I was the most vulnerable version of myself on the field, and no one [knew].”

“I was the most vulnerable version of myself on the field, and no one [knew],” Foulk said. 

It fueled him to push through every day, despite how hard it might be to focus or even stay awake. Authenticity was his power when performing to an audience who needed to be and were there to be affected. Anyone in that crowd could be having the worst day of their life, he told me. 

“They might even feel like it is not worth being on this planet, experiencing all these negative things that they’re feeling,” Foulk said. “But, there’s at least one person that shows up to these competitions as a Hail Mary to try and get some life injected back into at least one person.” 

It can be scary, sometimes, to risk someone’s future like that through the intensity of a marching production. But it gives Foulk a purpose that validates his pursuit of music education and fine arts; eventually, he plans to become a band director. Kim, too, found his purpose after a nearly four-year experience in marching band. He notes three keywords that were a common theme among the directors, students, and alumni. 

Placing well [in competitions] and making history is not what band is about. It’s not what art is about.
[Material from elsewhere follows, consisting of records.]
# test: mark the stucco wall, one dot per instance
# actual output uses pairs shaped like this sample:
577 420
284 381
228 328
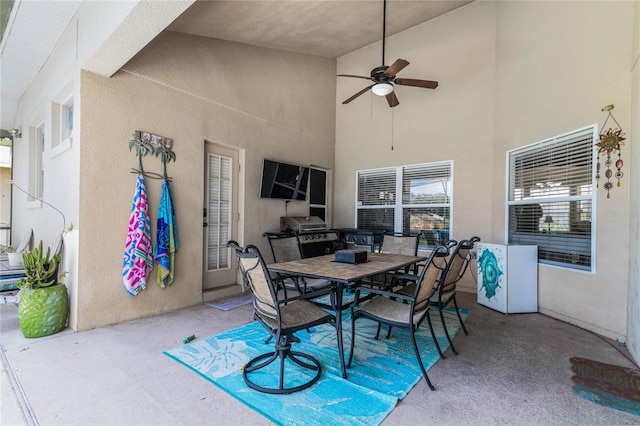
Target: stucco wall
633 310
266 102
511 74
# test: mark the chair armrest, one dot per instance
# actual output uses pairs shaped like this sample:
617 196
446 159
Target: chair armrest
389 294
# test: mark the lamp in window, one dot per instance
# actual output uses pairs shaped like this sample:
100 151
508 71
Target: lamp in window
382 89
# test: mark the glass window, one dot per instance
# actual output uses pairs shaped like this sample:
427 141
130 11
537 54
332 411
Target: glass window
551 198
424 204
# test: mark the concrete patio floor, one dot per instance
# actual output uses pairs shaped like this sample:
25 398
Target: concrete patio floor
512 369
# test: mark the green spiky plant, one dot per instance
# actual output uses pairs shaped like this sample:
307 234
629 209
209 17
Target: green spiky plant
40 268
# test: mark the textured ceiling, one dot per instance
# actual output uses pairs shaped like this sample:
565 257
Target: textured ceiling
329 28
32 30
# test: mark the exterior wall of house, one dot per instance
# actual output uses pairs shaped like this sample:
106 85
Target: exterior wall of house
633 309
58 79
264 102
511 74
452 122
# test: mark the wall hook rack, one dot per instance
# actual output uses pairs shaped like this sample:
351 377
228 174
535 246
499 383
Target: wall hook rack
147 143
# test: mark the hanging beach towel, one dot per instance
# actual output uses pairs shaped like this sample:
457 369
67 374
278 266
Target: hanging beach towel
166 238
138 260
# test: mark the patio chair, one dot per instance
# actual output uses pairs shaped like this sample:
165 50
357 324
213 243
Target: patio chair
27 241
446 293
384 309
454 271
282 318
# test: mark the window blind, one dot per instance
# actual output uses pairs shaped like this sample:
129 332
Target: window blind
551 197
407 199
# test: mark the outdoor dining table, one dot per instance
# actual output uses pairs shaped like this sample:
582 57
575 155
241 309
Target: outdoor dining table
342 275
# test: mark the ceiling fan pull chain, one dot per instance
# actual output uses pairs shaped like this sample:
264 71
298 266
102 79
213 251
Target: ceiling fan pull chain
384 27
393 119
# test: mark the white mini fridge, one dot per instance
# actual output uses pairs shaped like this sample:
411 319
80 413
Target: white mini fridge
508 277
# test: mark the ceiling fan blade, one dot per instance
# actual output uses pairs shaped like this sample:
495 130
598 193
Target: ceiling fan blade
357 94
427 84
355 76
392 99
396 67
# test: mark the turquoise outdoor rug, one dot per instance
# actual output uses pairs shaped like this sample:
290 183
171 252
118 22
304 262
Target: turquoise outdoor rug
383 371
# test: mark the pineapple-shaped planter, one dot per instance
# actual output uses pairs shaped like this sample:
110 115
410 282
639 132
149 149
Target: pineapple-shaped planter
43 311
44 305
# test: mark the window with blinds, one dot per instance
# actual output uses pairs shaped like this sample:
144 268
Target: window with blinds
407 199
551 198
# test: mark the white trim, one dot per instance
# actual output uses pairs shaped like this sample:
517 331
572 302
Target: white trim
593 197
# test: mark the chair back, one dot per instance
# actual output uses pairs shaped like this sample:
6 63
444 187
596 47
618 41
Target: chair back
428 279
457 264
284 248
256 276
406 244
26 243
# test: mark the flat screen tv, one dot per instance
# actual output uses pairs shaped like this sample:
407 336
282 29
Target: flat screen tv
284 181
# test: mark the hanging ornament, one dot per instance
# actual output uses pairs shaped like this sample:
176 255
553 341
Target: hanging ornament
610 142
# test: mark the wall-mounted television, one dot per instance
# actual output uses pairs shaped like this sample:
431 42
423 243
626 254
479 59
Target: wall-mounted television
284 181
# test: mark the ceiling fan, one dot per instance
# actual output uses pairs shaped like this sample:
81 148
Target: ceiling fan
384 76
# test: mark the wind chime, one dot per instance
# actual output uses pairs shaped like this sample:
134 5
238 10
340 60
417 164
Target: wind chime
610 142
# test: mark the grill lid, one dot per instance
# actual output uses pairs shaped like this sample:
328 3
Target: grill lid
302 223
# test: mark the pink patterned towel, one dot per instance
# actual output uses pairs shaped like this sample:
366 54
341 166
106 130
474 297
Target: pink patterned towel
138 256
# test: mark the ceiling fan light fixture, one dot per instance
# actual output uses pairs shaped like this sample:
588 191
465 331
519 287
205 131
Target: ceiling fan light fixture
382 89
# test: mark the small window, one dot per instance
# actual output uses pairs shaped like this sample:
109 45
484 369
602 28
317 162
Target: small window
61 123
36 168
407 199
551 198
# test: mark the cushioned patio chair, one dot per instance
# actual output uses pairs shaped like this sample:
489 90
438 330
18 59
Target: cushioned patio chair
26 243
446 293
454 271
281 318
390 308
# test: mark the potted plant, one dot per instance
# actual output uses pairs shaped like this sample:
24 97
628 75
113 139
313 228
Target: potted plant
44 304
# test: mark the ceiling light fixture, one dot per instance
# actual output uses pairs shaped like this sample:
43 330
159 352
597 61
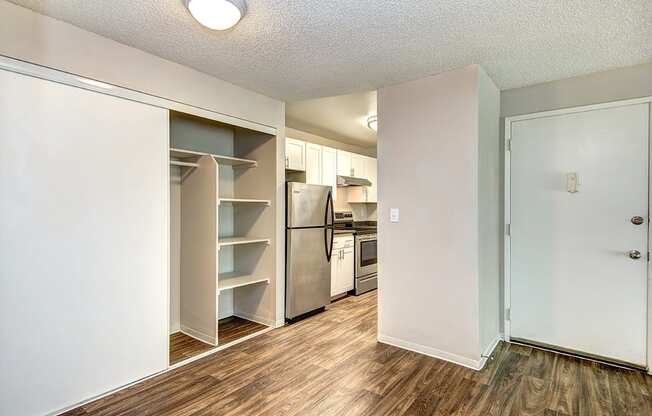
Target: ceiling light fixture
372 122
217 14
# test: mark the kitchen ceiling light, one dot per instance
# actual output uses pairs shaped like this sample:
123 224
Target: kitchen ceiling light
217 14
372 122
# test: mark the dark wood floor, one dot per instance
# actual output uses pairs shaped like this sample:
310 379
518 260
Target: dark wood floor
229 329
331 364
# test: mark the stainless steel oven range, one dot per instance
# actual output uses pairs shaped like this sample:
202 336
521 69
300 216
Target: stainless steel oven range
366 258
366 262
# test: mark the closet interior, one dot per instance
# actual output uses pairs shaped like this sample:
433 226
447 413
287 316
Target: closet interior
222 202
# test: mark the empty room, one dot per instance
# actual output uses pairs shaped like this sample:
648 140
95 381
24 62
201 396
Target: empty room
257 207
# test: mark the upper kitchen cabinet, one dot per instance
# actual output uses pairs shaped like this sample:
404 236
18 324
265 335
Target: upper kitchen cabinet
313 163
343 163
295 154
358 166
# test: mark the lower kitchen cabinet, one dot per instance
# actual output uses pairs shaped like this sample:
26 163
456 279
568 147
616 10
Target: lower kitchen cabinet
342 265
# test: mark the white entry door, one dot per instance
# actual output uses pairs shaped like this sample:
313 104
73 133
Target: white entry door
578 182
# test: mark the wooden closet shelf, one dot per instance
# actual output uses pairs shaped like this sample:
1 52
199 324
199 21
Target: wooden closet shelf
266 202
220 159
236 279
234 241
179 163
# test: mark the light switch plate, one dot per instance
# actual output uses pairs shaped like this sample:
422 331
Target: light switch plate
393 215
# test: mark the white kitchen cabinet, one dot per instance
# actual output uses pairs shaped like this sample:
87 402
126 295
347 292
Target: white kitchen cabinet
358 166
314 164
295 154
343 163
342 264
329 168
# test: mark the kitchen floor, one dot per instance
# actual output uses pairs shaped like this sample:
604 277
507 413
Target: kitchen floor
331 364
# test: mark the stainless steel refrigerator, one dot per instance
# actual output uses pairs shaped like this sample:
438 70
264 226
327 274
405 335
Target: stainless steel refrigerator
308 249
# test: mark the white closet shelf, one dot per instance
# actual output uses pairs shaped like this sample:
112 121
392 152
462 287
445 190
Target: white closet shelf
220 159
179 163
234 241
266 202
236 279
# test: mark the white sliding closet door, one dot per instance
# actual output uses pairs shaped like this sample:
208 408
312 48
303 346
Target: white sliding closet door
83 243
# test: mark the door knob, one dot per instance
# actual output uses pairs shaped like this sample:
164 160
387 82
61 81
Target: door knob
637 220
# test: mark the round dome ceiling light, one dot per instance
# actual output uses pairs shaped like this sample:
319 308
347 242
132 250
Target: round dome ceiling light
217 14
372 122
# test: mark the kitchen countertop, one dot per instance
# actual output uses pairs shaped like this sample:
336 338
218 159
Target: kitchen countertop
344 232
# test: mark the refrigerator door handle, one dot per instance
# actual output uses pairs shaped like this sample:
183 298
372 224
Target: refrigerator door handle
329 227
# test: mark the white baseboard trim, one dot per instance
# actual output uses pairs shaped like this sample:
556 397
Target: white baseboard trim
431 352
169 368
198 335
490 349
256 318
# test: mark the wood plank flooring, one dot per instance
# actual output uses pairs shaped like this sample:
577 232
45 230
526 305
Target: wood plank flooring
229 329
331 364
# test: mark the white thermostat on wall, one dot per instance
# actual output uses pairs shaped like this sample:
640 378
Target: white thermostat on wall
572 182
393 215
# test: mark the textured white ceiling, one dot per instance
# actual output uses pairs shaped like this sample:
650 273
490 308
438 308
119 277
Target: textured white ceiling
342 118
295 49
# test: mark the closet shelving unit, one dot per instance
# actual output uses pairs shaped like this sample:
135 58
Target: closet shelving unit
226 227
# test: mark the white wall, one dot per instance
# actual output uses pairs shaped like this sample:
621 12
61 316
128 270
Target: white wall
42 40
175 249
428 146
489 203
428 273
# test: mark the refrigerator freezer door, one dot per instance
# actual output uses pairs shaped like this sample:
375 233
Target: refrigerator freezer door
307 205
308 272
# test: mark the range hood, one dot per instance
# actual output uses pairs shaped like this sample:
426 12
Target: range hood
351 181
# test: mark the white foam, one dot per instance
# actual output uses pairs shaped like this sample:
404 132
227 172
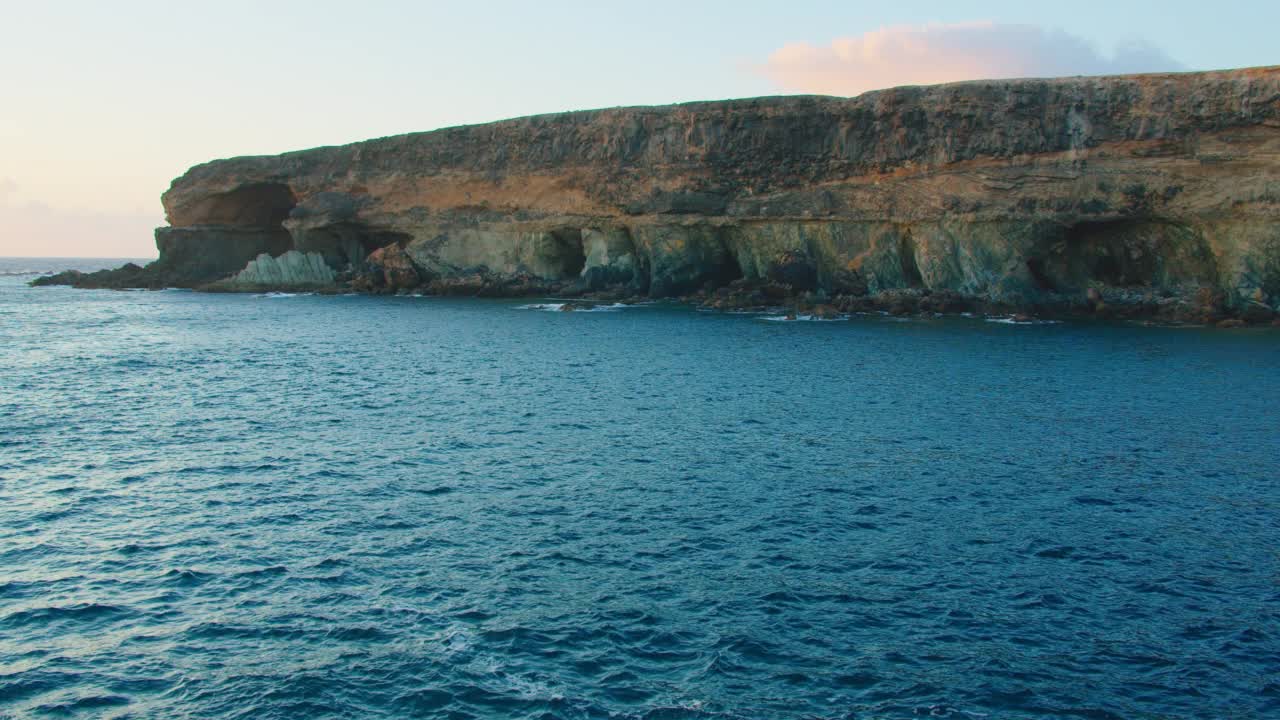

Those are great things, but [they don’t] define our legacy, because band is about pride, passion, and family.”

— Ian Kim '22

“Placing well [in competitions] and making history is not what band is about,” Kim said. “It’s not what art is about. Those are great things, but [they don’t] define our legacy, because band is about pride, passion, and family.” 

These are the values that directors and staff dedicate their lives to embodying, in hopes that students will carry them on and become examples to others. 

“We are the largest student organization on campus,” Mr. Turpin said, “So we have a responsibility to put the most positive face forward of the band program.” 

As with Foulk’s, there is no pretense to Mr. Turpin’s words. On the back of every rehearsal shirt are those three special words: pride, passion, and family. Written in bold text as a reminder to everyone that more to what is visible — the organization, work, and outcome — there is something wholly unique to this program: experiences that are, for most students, impossible anywhere else but here and now. This is what Kim thinks about as he and 300 other peers pack into the band hall, below posters tacked to the walls of past productions and procedure standards. He enters smiling and, with his mellophone in hand, walks out in a crowd of classmates that are more than just performers, students, or even friends. They’re his family. His real family.